First I need to clarify some things:
- We have defined a transactionTimeout (30 minutes) on a database, so if a
listener can’t consume the message in less than 30 minutes the exception
will be thrown and listener will run redelivery policy rules. (In this case
it will be send back to the broker and broker will schedule one more
redelivery after 100 seconds, if the message couldn’t be processed again
broker will send it to the DLQ). The whole processing can take about 30-35
minutes max.

- About the logs: I have posted the logs somehow selectively - I wanted to
show that the same idle consumer can’t be aborted in a span of 18 hours.
Lines like this one:


2014-10-25 00:00:11,455 [host] Scheduler] INFO  AbortSlowConsumerStrategy     
- aborting slow consumer:
ID:min-p-app02.osl.basefarm.net-36433-1414153506788-1:1:17:7 for
destination:queue://generateReportQueue 

we get every 6 minutes (or so) with the same consumer id all the time. I
have cut the most of logs to keep it short. There were no messages to
consume at that point in the queue. The real issue is that
SlowAckConsumerAbortStrategy couldn’t abort the consumer which was idle. My
experience with the abort strategy (when it’s working correctly) is the same
as yours: it doesn’t abort the consumer but politely asks to abort when it
finished processing current message. But in this case the consumer didn’t
have anything to process (maybe it only had some acks to send back - as I
was using JMX to move messages to a DLQ by mylself).




tbain98 wrote
> 2.  Your config seems reasonable for your use-case, though slow consumer
> abort strategies are generally intended for when a consumer unexpectedly
> takes a long time, whereas your use case seems like your consumers
> expectedly but unpredictably take a long time.  But certainly you're using
> the more appropriate of the two strategies if you're going to use one. 

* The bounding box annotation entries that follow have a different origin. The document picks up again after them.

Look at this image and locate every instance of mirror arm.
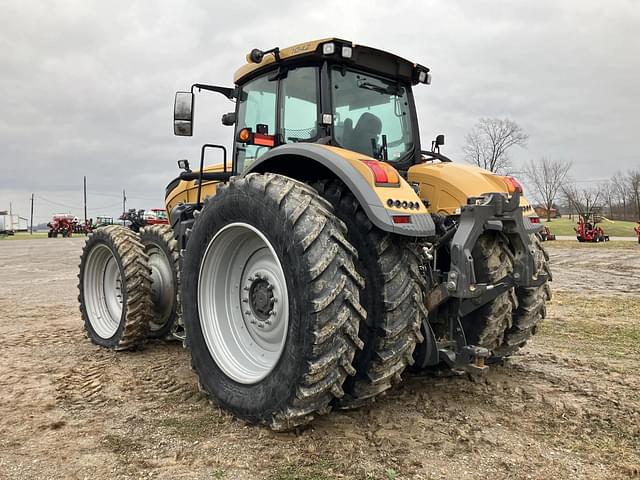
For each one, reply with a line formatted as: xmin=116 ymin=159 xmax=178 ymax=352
xmin=191 ymin=83 xmax=236 ymax=100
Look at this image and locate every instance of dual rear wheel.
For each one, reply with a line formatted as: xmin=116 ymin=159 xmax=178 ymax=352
xmin=79 ymin=174 xmax=546 ymax=430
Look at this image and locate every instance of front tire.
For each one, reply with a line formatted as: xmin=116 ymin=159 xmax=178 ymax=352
xmin=140 ymin=225 xmax=182 ymax=338
xmin=78 ymin=225 xmax=151 ymax=350
xmin=182 ymin=174 xmax=365 ymax=430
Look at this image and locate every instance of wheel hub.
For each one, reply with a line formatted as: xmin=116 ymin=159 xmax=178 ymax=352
xmin=247 ymin=274 xmax=275 ymax=321
xmin=198 ymin=223 xmax=289 ymax=384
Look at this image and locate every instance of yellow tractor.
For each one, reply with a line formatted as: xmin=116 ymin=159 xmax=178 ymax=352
xmin=79 ymin=38 xmax=551 ymax=430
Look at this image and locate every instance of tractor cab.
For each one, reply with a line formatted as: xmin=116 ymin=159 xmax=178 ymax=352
xmin=174 ymin=38 xmax=431 ymax=178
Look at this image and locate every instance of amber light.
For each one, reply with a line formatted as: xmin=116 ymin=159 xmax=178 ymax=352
xmin=362 ymin=160 xmax=400 ymax=187
xmin=502 ymin=175 xmax=523 ymax=193
xmin=391 ymin=215 xmax=411 ymax=223
xmin=238 ymin=128 xmax=251 ymax=143
xmin=253 ymin=133 xmax=276 ymax=147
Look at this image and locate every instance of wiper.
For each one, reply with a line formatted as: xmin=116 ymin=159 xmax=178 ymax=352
xmin=358 ymin=82 xmax=401 ymax=95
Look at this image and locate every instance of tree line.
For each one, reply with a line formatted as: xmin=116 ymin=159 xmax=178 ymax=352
xmin=463 ymin=118 xmax=640 ymax=221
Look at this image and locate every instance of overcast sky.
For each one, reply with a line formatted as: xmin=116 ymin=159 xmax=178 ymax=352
xmin=0 ymin=0 xmax=640 ymax=223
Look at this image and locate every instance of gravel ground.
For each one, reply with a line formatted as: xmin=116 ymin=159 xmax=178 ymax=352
xmin=0 ymin=238 xmax=640 ymax=479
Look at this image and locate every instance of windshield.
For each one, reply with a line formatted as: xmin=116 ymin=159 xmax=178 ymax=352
xmin=331 ymin=68 xmax=413 ymax=162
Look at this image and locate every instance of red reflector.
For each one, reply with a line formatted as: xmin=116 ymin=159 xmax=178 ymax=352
xmin=391 ymin=215 xmax=411 ymax=223
xmin=253 ymin=133 xmax=276 ymax=147
xmin=362 ymin=160 xmax=389 ymax=183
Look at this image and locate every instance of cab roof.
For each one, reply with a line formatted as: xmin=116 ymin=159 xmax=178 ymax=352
xmin=233 ymin=38 xmax=429 ymax=85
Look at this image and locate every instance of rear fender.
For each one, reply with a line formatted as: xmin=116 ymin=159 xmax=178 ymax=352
xmin=244 ymin=143 xmax=436 ymax=237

As I mentioned earlier max processing time of one message is about 30
minutes. I agree with you that with so few messages in the queue it’s
probably better to use check acks and not rely on prefetch buffer.


tbain98 wrote
> 3.  How does queue processing "stop"?  Do you just mean that once both
> consumers start working on large messages, they're not available to work
> on
> small messages? 

I mean when consumer “stops processing”, none of messages in the queue are
being consumed at all (both: small and bigger ones) - they stay indefinitely
in the queue (until the whole application is restarted). It happens as well
for consumers on both nodes (1 consumer per node).


tbain98 wrote
> 4.  I'm concerned that by allowing one redelivery of each message, you're
> setting up a situation where you could tie up both of your consumers (one
> processing the first delivery, one processing the second for the same
> message); is message re-delivery something you have to have? 

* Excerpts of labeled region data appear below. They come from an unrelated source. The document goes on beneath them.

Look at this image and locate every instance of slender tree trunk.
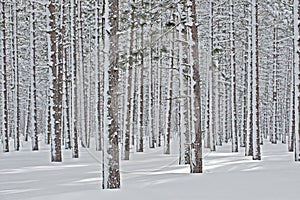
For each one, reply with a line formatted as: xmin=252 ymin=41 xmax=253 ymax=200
xmin=294 ymin=0 xmax=300 ymax=161
xmin=229 ymin=0 xmax=238 ymax=152
xmin=70 ymin=0 xmax=79 ymax=158
xmin=102 ymin=0 xmax=121 ymax=189
xmin=252 ymin=0 xmax=261 ymax=160
xmin=0 ymin=0 xmax=9 ymax=152
xmin=48 ymin=0 xmax=62 ymax=162
xmin=187 ymin=0 xmax=203 ymax=173
xmin=30 ymin=0 xmax=39 ymax=151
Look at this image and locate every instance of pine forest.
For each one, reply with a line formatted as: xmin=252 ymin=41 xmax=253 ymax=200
xmin=0 ymin=0 xmax=300 ymax=200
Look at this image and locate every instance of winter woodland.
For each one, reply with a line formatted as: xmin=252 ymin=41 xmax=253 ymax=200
xmin=0 ymin=0 xmax=300 ymax=195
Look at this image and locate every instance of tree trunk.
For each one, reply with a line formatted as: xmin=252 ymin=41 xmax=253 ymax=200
xmin=0 ymin=1 xmax=9 ymax=152
xmin=102 ymin=0 xmax=121 ymax=189
xmin=187 ymin=0 xmax=203 ymax=173
xmin=48 ymin=0 xmax=62 ymax=162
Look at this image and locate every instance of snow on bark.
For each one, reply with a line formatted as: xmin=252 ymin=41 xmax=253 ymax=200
xmin=70 ymin=0 xmax=79 ymax=158
xmin=0 ymin=1 xmax=9 ymax=152
xmin=102 ymin=0 xmax=121 ymax=189
xmin=186 ymin=0 xmax=202 ymax=173
xmin=251 ymin=0 xmax=261 ymax=160
xmin=294 ymin=0 xmax=300 ymax=161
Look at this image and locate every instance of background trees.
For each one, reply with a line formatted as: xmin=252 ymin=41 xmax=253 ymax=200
xmin=0 ymin=0 xmax=299 ymax=188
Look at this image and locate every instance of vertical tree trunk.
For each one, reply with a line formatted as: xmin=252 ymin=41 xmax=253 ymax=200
xmin=0 ymin=1 xmax=9 ymax=152
xmin=164 ymin=21 xmax=175 ymax=154
xmin=95 ymin=0 xmax=102 ymax=151
xmin=30 ymin=0 xmax=39 ymax=151
xmin=102 ymin=0 xmax=121 ymax=189
xmin=229 ymin=0 xmax=238 ymax=152
xmin=187 ymin=0 xmax=203 ymax=173
xmin=294 ymin=0 xmax=300 ymax=161
xmin=252 ymin=0 xmax=261 ymax=160
xmin=70 ymin=0 xmax=79 ymax=158
xmin=48 ymin=0 xmax=62 ymax=162
xmin=123 ymin=0 xmax=135 ymax=160
xmin=11 ymin=0 xmax=21 ymax=151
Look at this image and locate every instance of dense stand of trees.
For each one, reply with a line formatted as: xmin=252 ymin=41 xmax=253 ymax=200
xmin=0 ymin=0 xmax=300 ymax=189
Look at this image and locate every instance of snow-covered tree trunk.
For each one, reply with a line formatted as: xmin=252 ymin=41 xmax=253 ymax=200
xmin=186 ymin=0 xmax=203 ymax=173
xmin=164 ymin=23 xmax=175 ymax=154
xmin=48 ymin=0 xmax=62 ymax=162
xmin=75 ymin=0 xmax=88 ymax=147
xmin=102 ymin=0 xmax=121 ymax=189
xmin=29 ymin=0 xmax=39 ymax=151
xmin=270 ymin=24 xmax=278 ymax=144
xmin=70 ymin=0 xmax=79 ymax=158
xmin=0 ymin=0 xmax=9 ymax=152
xmin=294 ymin=0 xmax=300 ymax=161
xmin=11 ymin=0 xmax=21 ymax=151
xmin=245 ymin=0 xmax=253 ymax=156
xmin=251 ymin=0 xmax=261 ymax=160
xmin=229 ymin=0 xmax=238 ymax=152
xmin=123 ymin=0 xmax=135 ymax=160
xmin=95 ymin=0 xmax=102 ymax=151
xmin=137 ymin=16 xmax=145 ymax=152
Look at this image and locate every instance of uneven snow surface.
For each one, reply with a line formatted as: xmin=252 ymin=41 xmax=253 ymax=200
xmin=0 ymin=143 xmax=300 ymax=200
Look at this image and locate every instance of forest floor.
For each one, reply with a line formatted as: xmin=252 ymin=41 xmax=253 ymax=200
xmin=0 ymin=143 xmax=300 ymax=200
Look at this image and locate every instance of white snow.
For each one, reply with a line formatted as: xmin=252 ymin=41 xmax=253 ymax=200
xmin=0 ymin=142 xmax=300 ymax=200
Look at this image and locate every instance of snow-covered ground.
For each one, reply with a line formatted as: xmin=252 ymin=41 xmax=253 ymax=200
xmin=0 ymin=143 xmax=300 ymax=200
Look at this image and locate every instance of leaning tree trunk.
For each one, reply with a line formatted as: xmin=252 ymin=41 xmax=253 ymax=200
xmin=102 ymin=0 xmax=120 ymax=189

That could be the case. I can try to verify if in this case I really need
redelivery, but from what I remember in two attempts the reports are
generated in most of the cases, with only one attempt the percentage is
smaller, which requires more manual attention ...



tbain98 wrote
> 6.  One thing you might consider is having your client spin off the work
> of
> processing a message into a separate thread, and then returning
> (successfully) after either the thread finishes or some timeout elapses,
> whichever happens first.  Then when a large message comes in, it will run
> in the background till it finishes, but it won't prevent the consumer from
> continuing on without it and it won't cause the broker to redeliver the
> message to the other consumer and tie up processing.  Obviously your
> processing algorithm will need to be thread-safe for this to work, but it
> might give you options without even needing to worry about the
> SlowConsumerAbortStrategy...  Also, if you've got an algorithm that
> usually
> takes under 10 minutes and sometimes takes 18 hours (based on your logs
> from before you restarted Tomcat), you might want to improve your
> algorithm, to either speed up the work you're currently doing or find a
> way
> to get your answer with less processing (e.g. by only sampling some of
> your
> data).  This is obviously very specific to whatever domain you're working
> in and might not be easy to do, but 18 hours to process a message
> definitely makes my Spidey senses tingle... 

If I understand you correctly I think we can’t use this approach (did I?).
The whole point of employing JMS for us was to have async processing with
guarantees. In our system we could have many bugfix releases throughout the
day, and if that would happen and the report wasn’t generated before the
restart of the application we would lose the message. I am trying to find a
config which will work for us most often automatically and only for certain
problems require manual developer attention.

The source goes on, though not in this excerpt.